Wednesday, April 29, 2009

It’s Sad to Watch an Elephant Die

It fills me with a tinge of sadness, seeing the Republican Party as it tries to spin the defection of Arlen Specter. It’s like watching an elephant die— literally. It was exactly six years ago this week that I, too, made an abrupt switch and turned my back on the Republican Party and conservatism because it no longer made any sense to me. Last night as I watched The News Hour on PBS, everything about that decision came flooding back to me.

Reporting from St. Louis, PBS anchor, Gwen Ifill, was interviewing local citizens in the nation’s heartland to get their thoughts on Obama’s first 100 days in office. Not surprisingly, the liberal slant of PBS had generated a rather rosy picture, and so to offer some balance, she interviewed an unabashed young supporter of George W. Bush. He said, “I don’t trust the government to solve the nation’s problems. The government should just get out of the way and let the American people do what they do best. I trust the American people.” He actually sounded like Ronald Reagan. If his words are taken at face value, the stupidity of what he said is simply unbearable. Bernie Madoff is an American person. Trustworthy? Not on your life. And all those CEO tycoons of Citigroup and AIG— along with the other American people on Wall Street who devised subprime loans and credit default swaps— presumably these are the American people we should trust to solve our economic problems. There are more than 13 million American people currently unemployed and looking desperately for a job. I wonder if they would like for the government to just get out of the way and let them pull themselves up by their bootstraps. I doubt it.

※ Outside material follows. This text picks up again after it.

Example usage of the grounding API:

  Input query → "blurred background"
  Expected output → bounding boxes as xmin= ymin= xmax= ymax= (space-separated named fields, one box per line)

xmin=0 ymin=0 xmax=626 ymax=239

It all comes down to this— conservatism today is nothing more than a systematized nostalgia for the 1980s of Ronald Reagan. Back then, conservatism worked. We had a clear enemy, The Soviet Union, so Reagan could denounce big government and get away with it because he could create millions of jobs by pouring billions of dollars into the military budget for defense projects. News flash to Reagan conservatives— the government and the military are the same thing.

In Reagan’s 1980s, America still had the world’s largest manufacturing base for durable goods. Not so anymore. In the 1980s, Islamic fundamentalism and global warming and the outsourcing of jobs to foreign countries— all these problems were off the radar screen. The 401K was only invented in 1982, so almost all American jobs offered the potential for a retirement income as a fringe benefit. As a result, only a comparatively few people were heavily invested in the stock market, and for the most part these were wealthy people who actually knew what they were doing when it came to finance. And as for China— the word that best described China in the 1980s was “quaint.”

This is the world that modern conservatives want to recreate. I, too, yearn for those days, and if the world could go back to the way it was then, I would be a conservative Republican in a heartbeat. But things change, and the days of Reagan are as gone as Hugh Hefner’s virginity. Modern conservatism is best defined by its champions. There are the raving egomaniacs like Rush Limbaugh and Ann Coulter who are easily dismissed, but there are also reasoned, brilliant men like George Will and David Brooks. I personally admire George Will and David Brooks, but with all due respect to these men, I personally believe that conservatism today is mostly for the weak minded and the overly nostalgic. It’s sad to watch an elephant die.